- Born: 2 December 1901 Ness, Cheshire, England
- Died: 27 December 1995 (aged 94) Tarvin, Cheshire, England

= Lois Bulley =

British county councillor, philanthropist and political activist

Agnes Lois Bulley (1901–1995) was a British county councillor, philanthropist and political activist from Cheshire, England.

==Personal life==
Preferring to be called Lois, she was the daughter of Harriet Agnes and Arthur Kilpin Bulley. Her father had become wealthy within his family's cotton brokerage business and later became a keen plant collector and started Bees Ltd seed company.

She was born on 2 December 1901 at Mickwell Brow, a house built for her father near the village of Ness near the market town of Neston on the Wirral Peninsula, Cheshire. She had a brother Alfred Whishaw Bulley (born 1905). They were brought up as agnostics, despite the Congregationalist and Anglican backgrounds of their parents.

After initially being educated at home by French and German governesses, she was sent to the co-educational Bedales School, Hampshire and then trained as a nurse and midwife at Queen Mary Maternity Hospital in Hampstead, qualifying in 1925. She worked initially in the East End of London.

Although she was born into wealth, she became committed to the socialist principles of her parents and devoted much of her life to philanthropy and political activity through local government. She was an advocate for women's participation in civil society and inclusion at senior levels in business.

She returned to Ness and became a member of the management committee of Neston and Parkgate Housing Society that aimed to replace slum housing with new, better quality, homes. She was also a member of Wirral Footpaths and Open Spaces Preservation Society. Her father died in 1942.

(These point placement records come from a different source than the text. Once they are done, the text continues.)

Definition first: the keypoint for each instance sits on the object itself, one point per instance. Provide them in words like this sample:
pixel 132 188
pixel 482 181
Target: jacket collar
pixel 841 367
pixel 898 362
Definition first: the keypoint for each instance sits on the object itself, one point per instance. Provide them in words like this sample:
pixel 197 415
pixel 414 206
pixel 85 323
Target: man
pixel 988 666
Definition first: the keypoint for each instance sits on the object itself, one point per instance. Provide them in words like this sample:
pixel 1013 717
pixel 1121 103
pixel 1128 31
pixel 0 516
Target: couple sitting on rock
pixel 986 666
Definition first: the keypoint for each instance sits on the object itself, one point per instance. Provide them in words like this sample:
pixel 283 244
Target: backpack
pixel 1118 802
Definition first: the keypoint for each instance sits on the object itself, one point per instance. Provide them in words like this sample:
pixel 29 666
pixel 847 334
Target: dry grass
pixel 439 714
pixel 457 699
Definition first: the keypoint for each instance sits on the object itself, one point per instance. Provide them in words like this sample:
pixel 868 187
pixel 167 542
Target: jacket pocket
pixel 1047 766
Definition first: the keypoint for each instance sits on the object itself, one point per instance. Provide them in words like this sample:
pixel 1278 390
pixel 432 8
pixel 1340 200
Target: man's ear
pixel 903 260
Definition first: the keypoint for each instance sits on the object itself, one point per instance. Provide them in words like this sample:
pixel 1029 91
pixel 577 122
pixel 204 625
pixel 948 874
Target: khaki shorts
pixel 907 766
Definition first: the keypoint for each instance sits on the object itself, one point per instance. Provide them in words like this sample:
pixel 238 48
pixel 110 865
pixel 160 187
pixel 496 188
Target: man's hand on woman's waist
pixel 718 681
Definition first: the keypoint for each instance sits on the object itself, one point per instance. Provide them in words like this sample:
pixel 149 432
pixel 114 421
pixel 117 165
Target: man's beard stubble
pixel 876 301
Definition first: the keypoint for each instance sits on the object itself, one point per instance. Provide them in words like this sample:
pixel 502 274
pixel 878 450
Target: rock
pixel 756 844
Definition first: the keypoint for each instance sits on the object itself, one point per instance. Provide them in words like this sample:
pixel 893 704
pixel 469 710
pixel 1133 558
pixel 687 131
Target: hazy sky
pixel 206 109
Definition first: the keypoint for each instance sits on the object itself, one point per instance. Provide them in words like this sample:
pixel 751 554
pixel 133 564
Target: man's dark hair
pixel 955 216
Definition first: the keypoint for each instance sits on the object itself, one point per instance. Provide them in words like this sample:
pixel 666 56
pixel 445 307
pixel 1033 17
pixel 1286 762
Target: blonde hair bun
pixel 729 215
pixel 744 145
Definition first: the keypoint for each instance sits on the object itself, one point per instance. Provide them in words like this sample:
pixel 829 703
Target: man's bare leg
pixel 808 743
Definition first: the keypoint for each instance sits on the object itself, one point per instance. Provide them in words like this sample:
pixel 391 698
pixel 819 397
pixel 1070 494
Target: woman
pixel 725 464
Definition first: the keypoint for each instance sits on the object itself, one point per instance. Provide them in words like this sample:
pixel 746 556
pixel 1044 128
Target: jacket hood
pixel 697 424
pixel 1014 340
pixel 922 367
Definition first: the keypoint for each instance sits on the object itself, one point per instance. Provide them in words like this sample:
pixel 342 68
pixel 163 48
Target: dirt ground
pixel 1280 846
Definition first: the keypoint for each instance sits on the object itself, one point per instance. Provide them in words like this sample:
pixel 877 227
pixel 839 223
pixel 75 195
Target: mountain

In 1948, she was appointed to the Liverpool Regional Hospital Board and chaired the mental services committee, and then the board itself until 1972. In the same year she bought her brother's share of the family home and donated it and an endowment of £75,000 to the University of Liverpool which has become Ness Botanic Gardens. This included provision for her mother to live in the house for the rest of her life, and that the gardens would be open to the public. She herself lived at Birch Hey in Ness Holt, sharing it with Ellen Norman.

In 1954, she became a member of the Quakers. In 1956, after her mother's death, she set up a charitable trust (Motormart Charitable Trust) to benefit people in East Africa in part because some of her family's wealth originated from Africa, and also because there were several Quaker mission centres in the region. It helped fund schools and colleges, including one that has now become the Technical University of Kenya. It also supported other projects including supporting small businesses. In 1973 she decided that the trust should be wound up. There is still a Lois Bulley Scholarship Fund to support Kenyan women to attend university.

She was a life-long teetotaller.

In later life she was able to enjoy the theatres, concerts and galleries and particularly ballet in London where she, and a friend Mrs Nancy Kershaw, warden of the Heswall Meeting House, had a small flat. They also travelled around the UK, France, Spain and Germany in a campervan. After living in Chester they finally moved to Tarvin in Cheshire where Mrs Kershaw had a bungalow. She died there on 27 December 1995 at the age of 94.

==Political career==
She joined the Labour Party in 1930.

In 1933, she stood as Little Neston candidate in the Neston Urban District Council Election for the one available seat, and came second.
However, she was elected in 1934 in the Cheshire County Council elections as a Labour councillor for the Ellesmere Port and Neston division. The proposals on which she stood included improved access to health care at the local Clatterbridge Hospital, welfare benefits through employing local men to construct roads and bridges and also disregarding war pensions and free school meals in the Means Test for benefits. She also advocated change in aspects of education, namely increasing the number of free secondary school places and providing milk and school meals. She was also successful in being elected as Little Neston councillor for the Neston Urban District Council in 1934. Although she lost both the district and county council seats in 1937, she returned to Cheshire County Council for the seat of Bebington, including New Ferry, in 1939. Her council roles included acting as vice-chair and Hon Secretary for the Committee of Chester and District Blind Welfare Society. In 1945 she was co-opted onto the housing committee of Neston Urban District Council. She was elected to the Neston East Ward of Neston Urban Council from 1957 - 1960. Her election allowed the Labour Party to have a majority in the council for the first time.

In 1935 she stood as the Labour candidate for the parliamentary seat of City of Chester, coming third behind the Conservative and Liberal candidates. She supported the Labour Party policies of nationalising the coal industry, raising the school leaving age to 15 and paying pensions from the age of 60. She joined the Communist Party in 1936 because the Labour Party and British government had policies of non-intervention in the Spanish Civil War. In 1945 she stood as the Labour candidate for the parliamentary seat of Wirral but came second.

==Legacy==
Her family home and gardens, donated to the University of Liverpool as Ness Botanic Gardens continues to be used for public recreation as well as horticultural education and scientific research.